Jump (Madders of Time #2)
by D.L. Orton
If you thought Hive was intense, get ready. Jump takes everything from book one and explodes it across timelines… and somehow it still feels truly human.
Series note: Read in order ✅
📚 Book Info
Science Fiction
Adult
406
November 4, 2025
🌀 My Review
First things first: this is Book 2 in the Madders of Time series, and you really should read them in order. Jump picks up several months after Hive ends, with no easy way back in. The world is fractured. The time machine is broken. The stakes are apocalyptic. I loved that there was no hand-holding — just instant immersion into chaos.

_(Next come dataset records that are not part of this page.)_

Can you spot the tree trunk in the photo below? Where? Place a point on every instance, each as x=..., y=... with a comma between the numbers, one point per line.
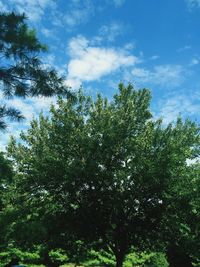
x=178, y=258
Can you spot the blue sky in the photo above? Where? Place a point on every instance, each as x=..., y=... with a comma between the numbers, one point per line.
x=98, y=43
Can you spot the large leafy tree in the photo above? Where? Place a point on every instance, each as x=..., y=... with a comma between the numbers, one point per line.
x=22, y=73
x=103, y=171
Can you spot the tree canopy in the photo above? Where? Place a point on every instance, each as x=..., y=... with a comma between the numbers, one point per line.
x=22, y=73
x=105, y=171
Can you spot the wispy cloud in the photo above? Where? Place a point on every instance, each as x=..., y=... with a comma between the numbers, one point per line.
x=163, y=75
x=34, y=9
x=89, y=63
x=182, y=104
x=78, y=12
x=110, y=32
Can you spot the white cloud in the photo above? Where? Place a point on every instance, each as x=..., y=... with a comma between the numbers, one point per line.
x=186, y=105
x=109, y=32
x=89, y=63
x=78, y=12
x=118, y=3
x=184, y=48
x=154, y=57
x=163, y=75
x=34, y=9
x=193, y=3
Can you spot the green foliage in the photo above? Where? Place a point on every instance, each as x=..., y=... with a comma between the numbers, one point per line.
x=25, y=257
x=22, y=73
x=100, y=170
x=58, y=256
x=99, y=258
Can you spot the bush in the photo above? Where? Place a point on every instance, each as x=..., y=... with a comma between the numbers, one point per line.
x=58, y=256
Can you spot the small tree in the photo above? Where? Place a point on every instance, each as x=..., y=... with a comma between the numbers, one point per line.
x=105, y=171
x=22, y=73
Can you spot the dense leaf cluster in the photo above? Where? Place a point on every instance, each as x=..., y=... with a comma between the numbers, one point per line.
x=108, y=174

The dystopian world-building here stands out. Flooded skyscrapers, weaponized micro-drone bees, biodomes ruled by dangerous men, and a wormhole generator hidden like a mythic relic. It’s gritty, cinematic, and fully immersive. I could feel the damp concrete, the claustrophobia, and the immediacy.
If you’re a strict time-travel purist, you might have opinions. That’s not me. I’m happy to suspend disbelief when the story earns it — and this one does. I was too invested in the characters and their emotions to worry about wormhole details.
And the characters? I felt every moment.
Diego wakes up chained, accused of terrorism and treason, with fractured memories. It hits hard. Isabel is trapped in a biodome, watching her life’s work turned into a weapon — heartbreaking. The tension between them, across timelines and broken realities, carries real weight. Orton develops these characters so carefully that each choice feels important. Every reunion feels deserved. Every loss stays with you.
The pacing rises and falls in a way that feels like real survival. Some chapters are full of adrenaline, while others slow down enough for the emotions to sink in. I loved that balance. It made the chaos feel real, not just nonstop.
I’m keeping this review clean because discovery is part of the fun. Just know that old alliances change, new enemies appear, and hope shows up in the most fragile, unexpected ways.
Jump is smart, intense, and emotionally charged. It leaves you thinking about fate, choice, and what we’re willing to give up to change the future.
And yes… I’m definitely continuing. 🚀
👩🚀 About the Author
D.L. Orton is the bestselling author of award-winning science fiction, including Crossing in Time. She lives in the foothills of Colorado with her family and (according to her bio) is building a time machine so someone can go back and do the laundry — which honestly feels very on-brand for this series.
She’s a graduate of Stanford University’s Writers Workshop and has published short fiction in multiple literary magazines. Her debut novel received numerous awards and a Publishers Weekly starred review.